Over the following quarter, the monitoring catches 2 more accidental DNS changes, auto-alerts on 4 SSL certificates approaching expiration (all renewed during business hours instead of over a weekend), and flags the acquired company's domain that was 45 days from expiring with no valid renewal contact. That domain hosted a critical OAuth callback URL -- losing it would have broken authentication for hundreds of users of the acquired product.

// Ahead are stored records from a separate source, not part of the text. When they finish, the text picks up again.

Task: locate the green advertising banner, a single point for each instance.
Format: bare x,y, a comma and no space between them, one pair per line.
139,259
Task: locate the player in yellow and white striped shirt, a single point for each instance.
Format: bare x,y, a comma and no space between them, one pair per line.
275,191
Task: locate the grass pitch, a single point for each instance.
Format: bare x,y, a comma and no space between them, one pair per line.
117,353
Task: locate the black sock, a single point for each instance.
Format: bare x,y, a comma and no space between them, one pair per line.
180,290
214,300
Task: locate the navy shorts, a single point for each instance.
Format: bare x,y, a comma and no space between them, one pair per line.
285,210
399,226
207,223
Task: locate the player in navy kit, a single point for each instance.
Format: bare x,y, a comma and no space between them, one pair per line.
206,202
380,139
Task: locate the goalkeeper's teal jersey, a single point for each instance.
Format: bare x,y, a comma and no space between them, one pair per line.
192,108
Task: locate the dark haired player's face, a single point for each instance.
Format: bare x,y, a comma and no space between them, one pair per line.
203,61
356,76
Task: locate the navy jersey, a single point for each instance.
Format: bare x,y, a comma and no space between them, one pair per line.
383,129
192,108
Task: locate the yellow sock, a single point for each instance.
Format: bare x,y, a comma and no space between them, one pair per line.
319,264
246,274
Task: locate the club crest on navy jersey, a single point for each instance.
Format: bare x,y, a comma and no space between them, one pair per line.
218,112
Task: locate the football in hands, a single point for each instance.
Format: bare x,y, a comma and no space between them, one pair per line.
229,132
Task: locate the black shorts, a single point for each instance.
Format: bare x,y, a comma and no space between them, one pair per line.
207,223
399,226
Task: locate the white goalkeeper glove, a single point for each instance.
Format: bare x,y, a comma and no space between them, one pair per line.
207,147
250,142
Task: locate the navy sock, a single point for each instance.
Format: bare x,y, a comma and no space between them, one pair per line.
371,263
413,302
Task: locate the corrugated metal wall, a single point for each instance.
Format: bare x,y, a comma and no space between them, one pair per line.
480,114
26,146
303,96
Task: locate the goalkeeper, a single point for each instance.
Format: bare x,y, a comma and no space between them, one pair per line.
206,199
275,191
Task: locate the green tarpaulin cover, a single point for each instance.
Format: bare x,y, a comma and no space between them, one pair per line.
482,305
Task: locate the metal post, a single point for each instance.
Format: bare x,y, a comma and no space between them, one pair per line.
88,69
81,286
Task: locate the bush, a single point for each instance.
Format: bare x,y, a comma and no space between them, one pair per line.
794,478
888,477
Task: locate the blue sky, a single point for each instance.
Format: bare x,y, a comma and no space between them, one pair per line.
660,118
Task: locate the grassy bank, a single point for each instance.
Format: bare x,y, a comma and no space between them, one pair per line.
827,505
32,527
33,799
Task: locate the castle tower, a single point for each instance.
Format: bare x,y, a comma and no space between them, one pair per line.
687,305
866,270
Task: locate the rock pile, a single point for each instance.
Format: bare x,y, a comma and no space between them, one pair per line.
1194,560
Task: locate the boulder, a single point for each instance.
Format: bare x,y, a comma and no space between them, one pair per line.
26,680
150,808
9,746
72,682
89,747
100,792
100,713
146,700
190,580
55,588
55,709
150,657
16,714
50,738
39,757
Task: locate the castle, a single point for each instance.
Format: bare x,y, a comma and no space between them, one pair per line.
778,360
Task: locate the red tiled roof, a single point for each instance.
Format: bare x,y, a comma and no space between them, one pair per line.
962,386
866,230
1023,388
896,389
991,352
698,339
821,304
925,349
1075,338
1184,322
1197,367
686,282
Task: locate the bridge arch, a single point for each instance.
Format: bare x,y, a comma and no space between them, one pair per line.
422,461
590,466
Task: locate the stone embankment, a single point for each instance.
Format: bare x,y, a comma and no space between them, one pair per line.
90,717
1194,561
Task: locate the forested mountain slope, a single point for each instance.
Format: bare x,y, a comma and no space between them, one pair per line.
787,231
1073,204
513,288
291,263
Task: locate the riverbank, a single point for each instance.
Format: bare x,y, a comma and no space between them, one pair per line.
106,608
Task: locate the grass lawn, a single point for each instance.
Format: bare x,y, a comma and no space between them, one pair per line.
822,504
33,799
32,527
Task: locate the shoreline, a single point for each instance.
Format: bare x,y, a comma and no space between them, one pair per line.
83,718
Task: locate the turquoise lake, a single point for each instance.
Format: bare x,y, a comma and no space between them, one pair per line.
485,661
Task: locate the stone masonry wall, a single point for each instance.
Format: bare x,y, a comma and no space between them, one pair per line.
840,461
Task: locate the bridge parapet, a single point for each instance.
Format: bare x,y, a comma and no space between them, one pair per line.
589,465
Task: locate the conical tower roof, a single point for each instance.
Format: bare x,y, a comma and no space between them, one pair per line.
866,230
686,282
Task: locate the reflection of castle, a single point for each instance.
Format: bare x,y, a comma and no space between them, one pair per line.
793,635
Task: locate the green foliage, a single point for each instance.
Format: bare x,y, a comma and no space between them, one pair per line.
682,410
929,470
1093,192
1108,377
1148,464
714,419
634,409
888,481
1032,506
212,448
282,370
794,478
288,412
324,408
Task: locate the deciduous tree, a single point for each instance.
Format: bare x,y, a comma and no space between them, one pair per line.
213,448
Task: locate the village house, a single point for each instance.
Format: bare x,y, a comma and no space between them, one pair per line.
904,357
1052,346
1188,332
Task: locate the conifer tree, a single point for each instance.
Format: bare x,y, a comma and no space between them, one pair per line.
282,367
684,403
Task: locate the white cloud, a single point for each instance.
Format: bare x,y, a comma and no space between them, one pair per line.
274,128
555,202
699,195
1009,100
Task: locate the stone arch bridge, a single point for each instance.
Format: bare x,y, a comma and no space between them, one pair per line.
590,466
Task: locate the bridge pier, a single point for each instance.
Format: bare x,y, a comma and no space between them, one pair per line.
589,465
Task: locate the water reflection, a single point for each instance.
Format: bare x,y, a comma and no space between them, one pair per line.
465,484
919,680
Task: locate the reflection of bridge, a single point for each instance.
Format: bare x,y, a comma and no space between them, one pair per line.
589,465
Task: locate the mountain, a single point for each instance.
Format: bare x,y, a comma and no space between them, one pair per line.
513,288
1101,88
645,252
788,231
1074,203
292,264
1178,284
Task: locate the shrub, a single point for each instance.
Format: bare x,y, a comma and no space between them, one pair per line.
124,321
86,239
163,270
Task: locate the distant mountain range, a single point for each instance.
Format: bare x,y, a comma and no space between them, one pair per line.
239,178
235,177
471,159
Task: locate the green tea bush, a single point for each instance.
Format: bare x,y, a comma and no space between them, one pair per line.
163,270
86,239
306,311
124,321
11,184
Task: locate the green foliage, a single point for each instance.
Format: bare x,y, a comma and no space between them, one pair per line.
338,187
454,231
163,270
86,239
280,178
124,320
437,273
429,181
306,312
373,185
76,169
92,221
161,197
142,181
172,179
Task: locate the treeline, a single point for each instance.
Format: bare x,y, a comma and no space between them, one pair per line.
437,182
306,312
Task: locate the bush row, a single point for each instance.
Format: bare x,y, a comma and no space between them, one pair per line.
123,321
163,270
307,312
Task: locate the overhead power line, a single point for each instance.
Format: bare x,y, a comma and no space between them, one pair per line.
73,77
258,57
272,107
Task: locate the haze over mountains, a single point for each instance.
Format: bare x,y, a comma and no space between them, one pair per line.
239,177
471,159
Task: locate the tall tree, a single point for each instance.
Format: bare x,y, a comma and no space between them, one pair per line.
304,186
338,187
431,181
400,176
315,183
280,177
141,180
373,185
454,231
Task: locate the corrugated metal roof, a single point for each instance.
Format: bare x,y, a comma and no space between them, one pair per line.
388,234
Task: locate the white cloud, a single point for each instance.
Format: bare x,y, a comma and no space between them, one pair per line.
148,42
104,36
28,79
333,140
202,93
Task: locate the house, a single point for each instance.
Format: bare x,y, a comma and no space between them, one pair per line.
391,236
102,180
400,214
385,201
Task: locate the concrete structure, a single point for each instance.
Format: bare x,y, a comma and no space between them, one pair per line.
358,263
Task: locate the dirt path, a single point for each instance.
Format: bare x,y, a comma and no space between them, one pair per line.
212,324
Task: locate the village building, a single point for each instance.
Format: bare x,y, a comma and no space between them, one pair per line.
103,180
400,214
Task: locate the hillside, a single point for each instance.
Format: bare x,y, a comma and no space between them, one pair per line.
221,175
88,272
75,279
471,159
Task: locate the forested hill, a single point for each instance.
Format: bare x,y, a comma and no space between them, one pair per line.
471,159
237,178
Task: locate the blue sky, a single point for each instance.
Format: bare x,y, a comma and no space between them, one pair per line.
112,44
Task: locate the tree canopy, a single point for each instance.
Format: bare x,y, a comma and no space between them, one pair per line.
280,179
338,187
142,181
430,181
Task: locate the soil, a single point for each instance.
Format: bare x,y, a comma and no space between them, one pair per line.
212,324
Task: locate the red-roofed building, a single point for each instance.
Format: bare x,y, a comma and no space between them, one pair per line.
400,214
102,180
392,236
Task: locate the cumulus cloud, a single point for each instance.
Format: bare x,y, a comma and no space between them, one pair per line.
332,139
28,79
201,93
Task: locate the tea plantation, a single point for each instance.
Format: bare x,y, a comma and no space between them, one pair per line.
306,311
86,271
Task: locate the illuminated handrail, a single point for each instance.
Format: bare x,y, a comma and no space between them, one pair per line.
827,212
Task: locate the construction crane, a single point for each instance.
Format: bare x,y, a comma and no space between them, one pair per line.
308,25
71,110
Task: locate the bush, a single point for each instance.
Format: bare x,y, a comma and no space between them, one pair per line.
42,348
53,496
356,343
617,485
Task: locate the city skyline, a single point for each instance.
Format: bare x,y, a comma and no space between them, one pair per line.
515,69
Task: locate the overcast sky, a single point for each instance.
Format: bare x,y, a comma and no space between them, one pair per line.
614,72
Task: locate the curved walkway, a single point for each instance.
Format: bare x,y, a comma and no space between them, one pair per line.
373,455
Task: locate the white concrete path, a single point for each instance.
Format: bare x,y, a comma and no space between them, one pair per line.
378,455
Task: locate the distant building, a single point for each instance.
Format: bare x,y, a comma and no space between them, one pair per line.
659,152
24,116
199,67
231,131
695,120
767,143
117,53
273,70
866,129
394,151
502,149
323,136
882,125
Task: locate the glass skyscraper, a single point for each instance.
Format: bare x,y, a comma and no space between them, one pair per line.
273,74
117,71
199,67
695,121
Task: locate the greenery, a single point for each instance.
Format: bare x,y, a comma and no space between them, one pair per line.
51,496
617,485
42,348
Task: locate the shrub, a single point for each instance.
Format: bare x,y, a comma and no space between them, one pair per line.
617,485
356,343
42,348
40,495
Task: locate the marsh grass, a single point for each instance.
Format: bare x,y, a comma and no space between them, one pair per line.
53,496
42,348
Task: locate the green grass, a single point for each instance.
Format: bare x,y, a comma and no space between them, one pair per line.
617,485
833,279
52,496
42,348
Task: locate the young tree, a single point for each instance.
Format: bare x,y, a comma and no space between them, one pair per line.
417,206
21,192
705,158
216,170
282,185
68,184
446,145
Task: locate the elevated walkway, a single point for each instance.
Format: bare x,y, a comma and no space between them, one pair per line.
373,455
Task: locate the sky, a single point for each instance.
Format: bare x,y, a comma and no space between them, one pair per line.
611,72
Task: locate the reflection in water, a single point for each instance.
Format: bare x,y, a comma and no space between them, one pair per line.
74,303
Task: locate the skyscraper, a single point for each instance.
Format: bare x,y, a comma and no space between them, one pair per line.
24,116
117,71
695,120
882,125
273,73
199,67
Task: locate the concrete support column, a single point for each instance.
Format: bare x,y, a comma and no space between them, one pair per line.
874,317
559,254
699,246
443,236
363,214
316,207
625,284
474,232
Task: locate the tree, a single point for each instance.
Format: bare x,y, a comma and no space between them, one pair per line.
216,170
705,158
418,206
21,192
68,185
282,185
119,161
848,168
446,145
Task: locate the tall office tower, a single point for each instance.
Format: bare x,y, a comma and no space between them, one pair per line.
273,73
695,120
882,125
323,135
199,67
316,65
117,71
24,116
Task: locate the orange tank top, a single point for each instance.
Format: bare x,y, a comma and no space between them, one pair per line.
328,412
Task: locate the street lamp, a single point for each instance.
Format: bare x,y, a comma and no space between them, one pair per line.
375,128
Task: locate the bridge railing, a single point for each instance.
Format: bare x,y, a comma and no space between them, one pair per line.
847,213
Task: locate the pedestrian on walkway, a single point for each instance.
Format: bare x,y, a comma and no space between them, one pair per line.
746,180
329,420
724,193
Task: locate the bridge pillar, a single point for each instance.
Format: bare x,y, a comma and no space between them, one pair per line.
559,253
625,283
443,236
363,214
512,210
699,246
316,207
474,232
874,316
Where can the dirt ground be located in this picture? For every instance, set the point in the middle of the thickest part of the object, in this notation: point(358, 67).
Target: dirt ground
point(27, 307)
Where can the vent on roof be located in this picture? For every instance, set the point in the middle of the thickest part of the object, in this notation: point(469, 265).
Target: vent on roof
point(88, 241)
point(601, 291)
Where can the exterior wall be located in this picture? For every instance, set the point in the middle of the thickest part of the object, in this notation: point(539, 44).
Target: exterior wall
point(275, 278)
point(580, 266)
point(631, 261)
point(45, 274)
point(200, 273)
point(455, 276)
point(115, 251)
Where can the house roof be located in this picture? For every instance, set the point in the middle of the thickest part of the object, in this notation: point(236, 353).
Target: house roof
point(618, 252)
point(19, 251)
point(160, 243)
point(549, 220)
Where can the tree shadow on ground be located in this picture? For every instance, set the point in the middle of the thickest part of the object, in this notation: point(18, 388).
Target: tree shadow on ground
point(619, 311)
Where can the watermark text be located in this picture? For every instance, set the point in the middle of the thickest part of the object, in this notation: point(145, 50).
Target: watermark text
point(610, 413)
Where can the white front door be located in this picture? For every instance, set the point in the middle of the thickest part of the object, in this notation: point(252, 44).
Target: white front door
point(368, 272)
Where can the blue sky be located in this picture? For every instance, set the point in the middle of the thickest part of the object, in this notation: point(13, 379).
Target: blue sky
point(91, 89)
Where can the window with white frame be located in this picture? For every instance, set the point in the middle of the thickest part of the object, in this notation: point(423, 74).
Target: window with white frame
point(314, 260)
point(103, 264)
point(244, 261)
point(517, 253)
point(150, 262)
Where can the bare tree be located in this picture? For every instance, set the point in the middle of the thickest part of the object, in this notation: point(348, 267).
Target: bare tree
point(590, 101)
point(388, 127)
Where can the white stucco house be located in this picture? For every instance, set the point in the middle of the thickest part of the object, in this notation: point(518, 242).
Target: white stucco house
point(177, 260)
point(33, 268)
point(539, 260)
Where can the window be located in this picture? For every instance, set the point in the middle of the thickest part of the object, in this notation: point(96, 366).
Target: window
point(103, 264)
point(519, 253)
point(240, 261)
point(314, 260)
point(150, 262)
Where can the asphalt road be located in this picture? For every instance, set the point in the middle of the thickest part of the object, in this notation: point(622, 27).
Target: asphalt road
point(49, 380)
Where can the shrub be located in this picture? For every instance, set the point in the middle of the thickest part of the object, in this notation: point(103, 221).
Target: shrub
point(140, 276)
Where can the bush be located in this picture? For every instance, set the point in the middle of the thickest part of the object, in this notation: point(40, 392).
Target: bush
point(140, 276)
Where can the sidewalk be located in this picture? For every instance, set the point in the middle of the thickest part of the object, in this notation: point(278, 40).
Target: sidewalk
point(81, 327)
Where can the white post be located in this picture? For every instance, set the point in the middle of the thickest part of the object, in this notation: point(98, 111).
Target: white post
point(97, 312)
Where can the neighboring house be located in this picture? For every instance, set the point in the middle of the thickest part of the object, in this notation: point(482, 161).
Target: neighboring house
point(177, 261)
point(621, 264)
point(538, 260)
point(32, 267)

The CEO stops getting surprised by domain expiration notices. Jun has confidence that the 40-domain portfolio is under control. And when the acquired company's old infrastructure gets decommissioned, the weekly report clearly shows which subdomains still point to it and need to be updated -- no last-minute scramble, no missed records.

The total setup took a few hours. The monitoring runs itself. The alternative -- discovering DNS problems from customer complaints and security scanners -- costs orders of magnitude more in engineering time, customer trust, and stress.